Hôtel de ville de Villedieu-les-Poêles

De Wikimanche

L'Hôtel de ville de Villedieu-les-Poêles est un bâtiment officiel qui abrite les services municipaux.

Situé place de la République, il remplace la première mairie édifiée aux XVI e-XVIIe siècles au nord de l'église Notre-Dame. Les bourgeois y réglaient les affaires de la ville et les officiers collecteurs y percevaient taxes et impôts royaux[1].

Délibération du conseil municipal de Villedieu du 13 février 1854

Carte postale ancienne de l'hôtel de Ville de Villedieu.
« En conséquence de ces faits, j’ai chargé M. Crespin architecte de la Ville de dresser des plans et devis des constructions à faire.
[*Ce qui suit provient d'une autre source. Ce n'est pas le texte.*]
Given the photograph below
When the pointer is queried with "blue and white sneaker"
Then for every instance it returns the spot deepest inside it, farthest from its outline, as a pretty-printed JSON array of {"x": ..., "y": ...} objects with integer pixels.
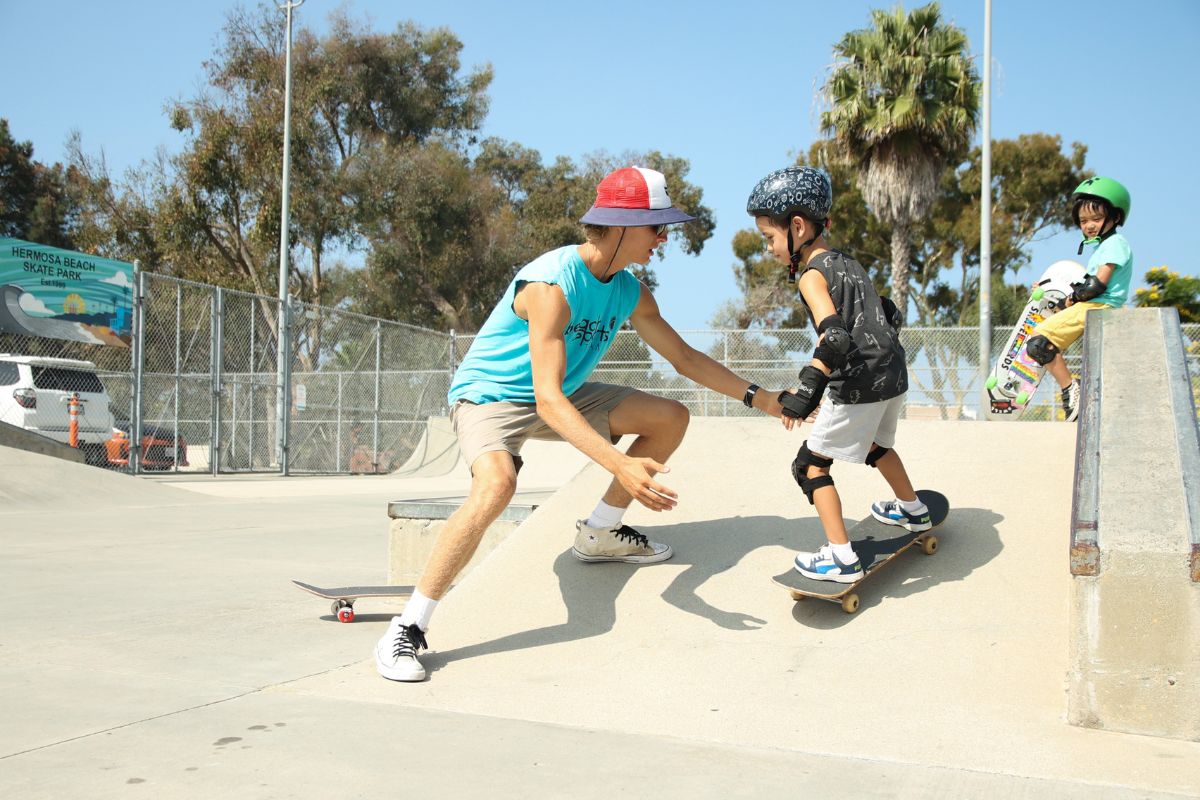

M. Crespin, agissant en cela avec une prudence digne d’éloges, comprenant l’importance de ces constructions, n’a pas voulu s’en rapporter à lui seul, il a consulté un de ses confrères, M. Théberge, architecte à Avranches, qui a dressé lui-même les plans et devis, que je vais avoir l’honneur de vous soumettre.
Selon les devis, la dépense s’élèverait à cinquante-neuf mille trois-cent quatre-vingt-dix francs et soixante-douze centimes. Mais je pense qu’en supprimant, dans le projet de l’hôtel de ville, toute l’ornementation qui ne me semble rien moins que nécessaire, on obtiendrait aisément une réduction de dix-mille francs.
La seule manière de créer les moyens de cette dépense est l’emprunt, l’emprunt qui, sans doute grèvera l’avenir du budget, mais ne le perdez pas de vue, pour des travaux de la plus haute utilité, je dirai même presque indispensables et dans l’avenir ne profitera pas moins que le présent.
Ainsi, Messieurs, je vous propose de faire un emprunt qui nous mette à même de doter notre ville des établissements nécessaires à la dignité de son administration municipale et cantonale, et qui puisse commencer à combler la distance qui, dans le progrès et l’amélioration, nous sépare encore, il faut en convenir, de toutes les villes qui nous entourent, que dis-je des villes, des bourgades qui nous entourent : Saint-Sever, Brécey, Percy, Gavray, et nous seuls, au milieu de ces localités inférieures à nous sous tous rapports, n’avons pour hôtel de ville qu’une modeste partie de bâtiment enlevée aux nécessités de l’instruction publique, située en dehors de l’agglomération et que les étrangers peuvent à peine trouver ; pour prétoire de justice du canton, qu’une misérable chambre délabrée, d’un accès difficile et sale. Il faut en convenir, Messieurs, ces établissements ne sont pas dignes d’une ville de quatre-mille âmes ayant un revenu de trente-trois mille francs qu’on pourrait aisément porter à quarante-mille en révisant les tarifs de stage et d’octroi.
Cet emprunt que je vous propose, Messieurs, je ne le bornerais pas aux quarante-neuf mille francs ou cinquante-mille francs nécessaires à payer les constructions dont je viens de vous entretenir, j’y ajouterais la somme nécessaire à payer toutes nos dettes anciennes, par cette raison que ces dettes nous coûtent cinq pour cent d’intérêts et que la somme que nous emprunterions pour les acquitter ne nous coûterait que quatre pour cent, et pourrait être remboursée par annuités, comme vous allez le voir plus tard. […] »

Construction de l'hôtel de ville

L’adjudication des travaux de l’hôtel de ville est réalisée le 26 août 1862 et la réception du bâtiment intervient le 14 août 1869, sous la municipalité Lepelletier.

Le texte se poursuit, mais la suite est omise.